Wednesday, June 4, 2014

Brewmaster Template Definition

In order to author a Brewmaster template, you will need to have a basic understanding of how the template is structured.  In this blog post, I will cover all the basic terminology.

Methodology Explained

A central tenant to the Brewmaster template is that a template represents the goal state of how you want your deployment to be configured.  This has some interesting implications.  Namely, it means that if the state of your deployment is already as described, we skip it.  For example, if you describe 3 VMs and we only find 2 VMs in an existing deployment, we will deploy 1 VM.  We won't try to deploy 3 additional VMs in this example.  If you describe a Storage Account, we will make sure it exists.  Same thing for the Affinity Group.

Since we also view the template as your goal state, it means you can have the reverse scenario with a slight caveat:  my template describes 2 VMs and Brewmaster finds 3 VMs already deployed.  In this case and with your explicit configuration, we will remove the unreferenced VM.  The caveat here is that you need to explicitly tell Brewmaster to be destructive and remove VMs.

There is one more caveat to this 'goal state' idea and that is around Network settings.  Given that Network settings are global in nature to the subscription, we didn't want you to have to describe every possible Virtual Network and Subnet for every deployment (even the ones not done in Brewmaster).  If we were strict about a 'goal state', we would have to do so.  Instead, because of the global nature of these things and the monolithic description and configuration, we have taken an additive-only approach here.  We will only attempt to add additional Virtual Networks, Subnets, DNS Servers, etc., and we will never delete them if they become unreferenced or are not fully described.  One consequence of this is that if you describe Virtual Network A with a single subnet called Subnet AA and Brewmaster finds Virtual Network A with existing Subnet BB, we will not remove Subnet BB, and instead you will be left with both Subnet AA and Subnet BB.

Now that you have the general methodology we follow, let's look at the possible configuration options.

Template Schema

At the highest level, you have 9 basic sections inside a template:

  • Parameters
  • Network
  • AffinityGroup
  • StorageAccounts
  • CloudServices
  • DeploymentGroups
  • Credentials
  • ConfigSets
  • Configurations


This section contains replaceable params used throughout the template.  Parameters values themselves are either supplied at deployment time or rely upon a described default.  Template authors can include optional metadata in the parameter definition for things like description, type hints, and even validation logic.  A parameter can be of type String, DateTime, Boolean, or Number.  Brewmaster's website will generate a dynamic UI and perform validation based on the values declared in this section.

We recommend that template authors use the type hints and validation capabilities to prevent easily avoided misconfigurations due to data entry mistakes.


The network settings described in here allow you to declare things like Virtual Networks, subnets, DNS servers, and Local Sites.  Keeping in mind the caveat that Networks are an additive-only approach, you need only describe the portions of the Networks settings in Azure that directly apply to your intended deployment.

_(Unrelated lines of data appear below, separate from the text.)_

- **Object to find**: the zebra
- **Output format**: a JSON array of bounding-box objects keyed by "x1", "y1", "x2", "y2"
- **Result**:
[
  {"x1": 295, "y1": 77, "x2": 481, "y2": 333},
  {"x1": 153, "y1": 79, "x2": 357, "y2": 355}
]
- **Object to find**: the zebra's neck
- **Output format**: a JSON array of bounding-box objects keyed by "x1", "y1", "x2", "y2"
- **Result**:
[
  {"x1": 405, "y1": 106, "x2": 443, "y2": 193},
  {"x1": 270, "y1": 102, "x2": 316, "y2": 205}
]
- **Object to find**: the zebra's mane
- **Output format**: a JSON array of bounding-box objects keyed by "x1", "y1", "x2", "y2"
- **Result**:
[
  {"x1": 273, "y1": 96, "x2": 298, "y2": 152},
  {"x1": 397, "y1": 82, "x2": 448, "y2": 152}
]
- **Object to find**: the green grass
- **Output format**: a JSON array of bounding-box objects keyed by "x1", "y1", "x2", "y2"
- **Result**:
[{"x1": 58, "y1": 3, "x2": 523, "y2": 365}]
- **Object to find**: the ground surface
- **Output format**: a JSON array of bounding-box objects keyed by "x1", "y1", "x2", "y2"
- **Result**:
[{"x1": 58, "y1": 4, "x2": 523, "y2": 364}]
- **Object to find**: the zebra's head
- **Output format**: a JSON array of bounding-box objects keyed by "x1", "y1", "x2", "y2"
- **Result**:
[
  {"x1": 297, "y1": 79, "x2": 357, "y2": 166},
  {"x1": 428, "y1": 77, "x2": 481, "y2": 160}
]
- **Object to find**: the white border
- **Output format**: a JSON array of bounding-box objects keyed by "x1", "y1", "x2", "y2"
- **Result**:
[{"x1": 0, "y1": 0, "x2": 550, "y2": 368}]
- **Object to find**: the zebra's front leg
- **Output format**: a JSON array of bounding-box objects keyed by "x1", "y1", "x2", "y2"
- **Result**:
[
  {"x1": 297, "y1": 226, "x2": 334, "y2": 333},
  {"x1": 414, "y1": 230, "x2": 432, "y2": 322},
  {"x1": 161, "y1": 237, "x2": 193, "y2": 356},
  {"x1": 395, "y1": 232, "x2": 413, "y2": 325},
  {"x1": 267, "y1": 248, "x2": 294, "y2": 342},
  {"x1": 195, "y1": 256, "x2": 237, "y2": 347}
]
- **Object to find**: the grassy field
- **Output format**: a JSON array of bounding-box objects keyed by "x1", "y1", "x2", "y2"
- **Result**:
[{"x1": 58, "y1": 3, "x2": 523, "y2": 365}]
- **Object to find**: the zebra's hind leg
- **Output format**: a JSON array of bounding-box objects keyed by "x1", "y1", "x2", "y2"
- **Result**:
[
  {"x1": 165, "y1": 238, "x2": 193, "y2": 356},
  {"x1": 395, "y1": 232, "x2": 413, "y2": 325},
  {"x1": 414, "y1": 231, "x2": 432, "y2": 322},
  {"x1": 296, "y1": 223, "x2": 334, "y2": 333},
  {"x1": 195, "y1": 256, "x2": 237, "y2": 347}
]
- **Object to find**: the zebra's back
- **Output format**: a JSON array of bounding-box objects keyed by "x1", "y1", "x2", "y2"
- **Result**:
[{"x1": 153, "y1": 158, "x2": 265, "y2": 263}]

A Brewmaster template is scoped to a single Affinity Group (AG).  Early on, we supported multiple AGs, but soon realized that things became far too complicated for a user to keep the definitions straight inside a single template.  In the IaaS world, it turns out that you really need an AG to do most anything interesting.  Virtual Networks must exist in an AG for instance.  If you want your IaaS VMs to be able to communicate, you have to have one.  The implication of having a required AG definition is two-fold:  1.)  we enforce the best practices that all your resources are in an AG, and 2.) it means you can only deploy to a single datacenter right now per deployment.  If you need to have a multi-datacenter (region) deployment, you would just deploy the same template multiple times.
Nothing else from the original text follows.